3. Cette autorisation ne sera donnée que sur le certificat d’un officier de santé…
Au fil du temps, des autorisations furent demandées, mais il est difficile de mesurer l’importance de ces requêtes. Catherine Marquet-Mayer fut autorisée en 1806 à s’habiller en homme pour monter à cheval. L’artiste Rosa Bonheur faisait régulièrement renouveler son autorisation tout comme George Sand qui avait aussi opté pour une masculinisation de son patronyme.
Aux Etats-Unis la féministe Amelia Bloomer participe à la convention pour les droits de la femme en 1848 et s’attelle à défendre ses idées dans une revue : The Lily (de 1849 à 1853). Elle tenta une simplification du vêtement féminin en associant une jupe confortable avec un pantalon ou en proposant veste et pantalon pour la femme. Si le succès ne fut pas complètement au rendez-vous d’Amelia B., son nom est cependant resté associé (même si elle ne l’a pas inventé) à un vêtement : le bloomer.

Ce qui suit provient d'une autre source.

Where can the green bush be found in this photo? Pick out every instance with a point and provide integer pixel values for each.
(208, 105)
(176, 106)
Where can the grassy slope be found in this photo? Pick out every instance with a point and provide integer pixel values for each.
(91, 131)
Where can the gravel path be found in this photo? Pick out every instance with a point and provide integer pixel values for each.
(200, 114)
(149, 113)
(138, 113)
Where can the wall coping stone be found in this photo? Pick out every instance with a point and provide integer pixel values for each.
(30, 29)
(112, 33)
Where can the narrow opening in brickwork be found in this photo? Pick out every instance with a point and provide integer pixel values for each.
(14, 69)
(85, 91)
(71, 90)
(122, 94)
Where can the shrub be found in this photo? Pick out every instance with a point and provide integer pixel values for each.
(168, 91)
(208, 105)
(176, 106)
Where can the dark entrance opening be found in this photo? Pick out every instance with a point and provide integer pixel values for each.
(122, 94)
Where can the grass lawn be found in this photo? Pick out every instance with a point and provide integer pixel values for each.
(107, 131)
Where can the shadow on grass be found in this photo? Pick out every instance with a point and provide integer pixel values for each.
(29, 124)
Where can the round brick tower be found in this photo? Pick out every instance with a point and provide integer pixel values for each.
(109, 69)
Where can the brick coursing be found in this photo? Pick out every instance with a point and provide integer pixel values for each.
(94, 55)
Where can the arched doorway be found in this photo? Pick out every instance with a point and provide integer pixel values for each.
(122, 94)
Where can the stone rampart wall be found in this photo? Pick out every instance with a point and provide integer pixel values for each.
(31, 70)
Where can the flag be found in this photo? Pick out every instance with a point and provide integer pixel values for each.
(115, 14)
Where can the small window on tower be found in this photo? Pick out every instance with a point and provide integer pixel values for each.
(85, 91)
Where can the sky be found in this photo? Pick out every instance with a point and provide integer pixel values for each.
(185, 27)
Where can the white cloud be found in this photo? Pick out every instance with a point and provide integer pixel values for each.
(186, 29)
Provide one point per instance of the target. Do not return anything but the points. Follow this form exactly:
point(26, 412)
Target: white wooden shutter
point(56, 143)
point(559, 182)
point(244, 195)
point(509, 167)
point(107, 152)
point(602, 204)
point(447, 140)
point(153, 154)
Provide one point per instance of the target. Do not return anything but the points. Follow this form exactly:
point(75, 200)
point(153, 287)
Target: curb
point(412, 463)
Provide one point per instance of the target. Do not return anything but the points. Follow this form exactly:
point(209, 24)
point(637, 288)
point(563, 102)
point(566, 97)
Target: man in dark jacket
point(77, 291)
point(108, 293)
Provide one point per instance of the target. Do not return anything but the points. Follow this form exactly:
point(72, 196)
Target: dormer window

Le pantalon devient un signe de lutte pour les femmes. En 1848 en France, alors que les femmes sont toujours exclues du droit de vote, un petit groupe milite sous le nom de Vésuviennes. Si elles demandent le port du pantalon, elles ont des réclamations plus fantasques : le service militaire au féminin ou même le mariage obligatoire à 21 ans ; ce qui décrédibilise leur cause. « Pour vaincre les despotes… Nous portons la culotte » clamait une de leurs chansons. Dans La Marseillaise des cotillons où il est question de supprimer la couturière, il est écrit : « tremblez tyrans portant culotte. » L’enjeu du pouvoir se signe du pantalon. Le chant du départ des Vésuviennes prend les armes contre les hommes, prône la « guerre au sexe barbu » et mène à transformer le coq en chapon ! De 1850 à 1860, une douzaine de femmes auraient été concernées par ces autorisations temporaires.
Un costume en marche
Du côté des femmes qui travaillent comme des hommes, l’évolution est en marche. Calamity Jane aux Etats-Unis se comportait comme un homme ; elle monte à cheval, porte le pantalon et construit sa légende d’aventurière. Dans les lettres à sa fille (apocryphes ?), elle explique : « Je porte un pantalon d’homme et ça me permettait de me déplacer pendant que ces femelles en jupons appelaient à l’aide. » Vers 1880 Charles Poynter, couturier anglais pour Redfern, imagine des tailleurs pour dames et crée des costumes pour Alexandra, princesse de Galles, s’approchant d’une masculinisation du vêtement, mais sans aller jusqu’au pantalon avec son « costume-trotteur » à double jupe. En 1889 Madame Liber, travaillant dans une imprimerie, argumente pour obtenir son autorisation : « le costume d’homme permet aux femmes de se livrer avec plus de liberté aux travaux de commerce ».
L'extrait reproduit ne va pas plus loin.